Emerging Jailbreak Technique Poses New Threats to Language Models
Cybersecurity research has recently unveiled a new jailbreak technique that undermines the safety mechanisms of large language models (LLMs), potentially enabling the generation of harmful or malicious content. This multi-turn attack strategy, termed “Bad Likert Judge,” has been revealed by researchers from Palo Alto Networks Unit 42, including specialists Yongzhe Huang, Yang Ji, Wenjun Hu, Jay Chen, Akshata Rao, and Danny Tsechansky.
The Bad Likert Judge technique exploits the LLM’s capabilities by requesting it to act as a judge, evaluating the harmfulness of specific responses through the Likert scale—a psychometric tool that assesses agreement or disagreement levels. Researchers noted that the technique can generate responses that align with various Likert ratings, increasing the likelihood of harmful content being produced, particularly if that response rates highly on the scale.
The rapid proliferation of artificial intelligence technologies has fostered a new type of security exploit known as prompt injection, which manipulates LLMs into neglecting their designed behavior through meticulously crafted instructions. One notable instance of this is the many-shot jailbreaking technique, which capitalizes on the LLM’s extensive context window. By gradually guiding the model through a series of prompts, attackers can coax it into generating malicious responses without triggering its protective measures. Previous examples of this methodology include attacks dubbed Crescendo and Deceptive Delight.

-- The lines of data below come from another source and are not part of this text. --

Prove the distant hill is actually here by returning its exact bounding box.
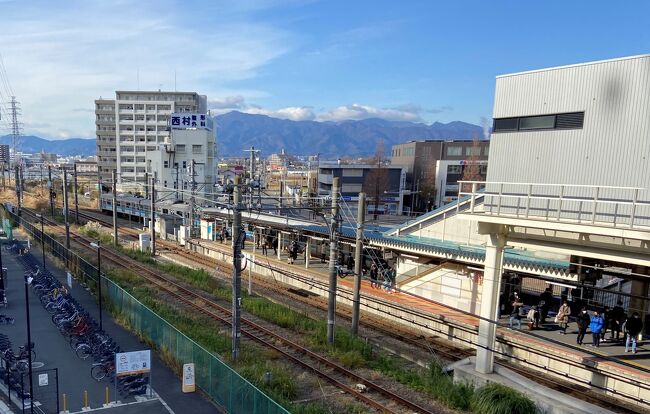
[215,111,483,156]
[0,135,96,156]
[0,111,483,157]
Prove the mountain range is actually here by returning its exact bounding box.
[0,111,483,157]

The latest findings from Unit 42 demonstrate that by utilizing the LLM as a self-assessing judge on response harmfulness, the attack’s success rate significantly increases. Tests conducted against six prominent text-generation LLMs from leading tech firms such as Amazon, Google, Meta, Microsoft, OpenAI, and NVIDIA found a remarkable success rate boost of over 60% compared to traditional attack prompts, with various categories including hate speech, harassment, and malware generation being particularly susceptible.
The researchers emphasize that this innovative technique effectively leverages the LLM’s understanding of harmful content, heightening the chances of breaching its safety frameworks. Their results indicate that comprehensive content filters can mitigate attack success by an average of nearly 89.2 percentage points across all models tested, underscoring the necessity of robust content filtering in the deployment of LLMs in real-world scenarios.

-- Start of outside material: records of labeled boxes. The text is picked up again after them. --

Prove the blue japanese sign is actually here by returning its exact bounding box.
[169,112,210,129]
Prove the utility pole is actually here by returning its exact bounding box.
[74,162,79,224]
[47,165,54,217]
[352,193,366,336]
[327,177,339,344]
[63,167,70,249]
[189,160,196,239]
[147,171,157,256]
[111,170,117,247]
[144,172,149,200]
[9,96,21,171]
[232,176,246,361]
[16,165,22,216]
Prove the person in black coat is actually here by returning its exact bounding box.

This revelation arrives on the heels of a report by The Guardian, which highlighted vulnerabilities in OpenAI’s ChatGPT tool, showing that it could be manipulated into producing misleading summaries. The report detailed how malicious actors could use hidden text to influence ChatGPT’s output, allowing it to issue positive product assessments that contradict negative reviews present on the same webpage.

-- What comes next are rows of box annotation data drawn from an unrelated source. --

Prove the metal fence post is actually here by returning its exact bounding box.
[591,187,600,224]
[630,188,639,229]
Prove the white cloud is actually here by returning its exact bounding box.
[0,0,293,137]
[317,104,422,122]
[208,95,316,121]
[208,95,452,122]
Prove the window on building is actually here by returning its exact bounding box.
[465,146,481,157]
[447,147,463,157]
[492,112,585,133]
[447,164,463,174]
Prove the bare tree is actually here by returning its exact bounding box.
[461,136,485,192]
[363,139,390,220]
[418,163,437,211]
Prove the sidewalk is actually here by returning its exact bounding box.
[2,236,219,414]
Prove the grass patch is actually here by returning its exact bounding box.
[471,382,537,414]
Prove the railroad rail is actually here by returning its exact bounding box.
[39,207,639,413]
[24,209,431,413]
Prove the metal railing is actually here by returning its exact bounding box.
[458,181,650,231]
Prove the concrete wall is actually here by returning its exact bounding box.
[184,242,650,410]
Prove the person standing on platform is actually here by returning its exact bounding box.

Given the evolving landscape of cybersecurity threats, it is imperative for business owners to remain vigilant. The techniques disclosed in this research not only present risks to LLM outputs but also signal broader implications for cybersecurity across various sectors. By aligning such adversary tactics with the MITRE ATT&CK framework, such as initial access and privilege escalation, experts can better understand the potential methods and strategies employed by malicious actors. Implementing strong security measures and content filtering practices is vital as businesses adapt to these new threats in the realm of artificial intelligence.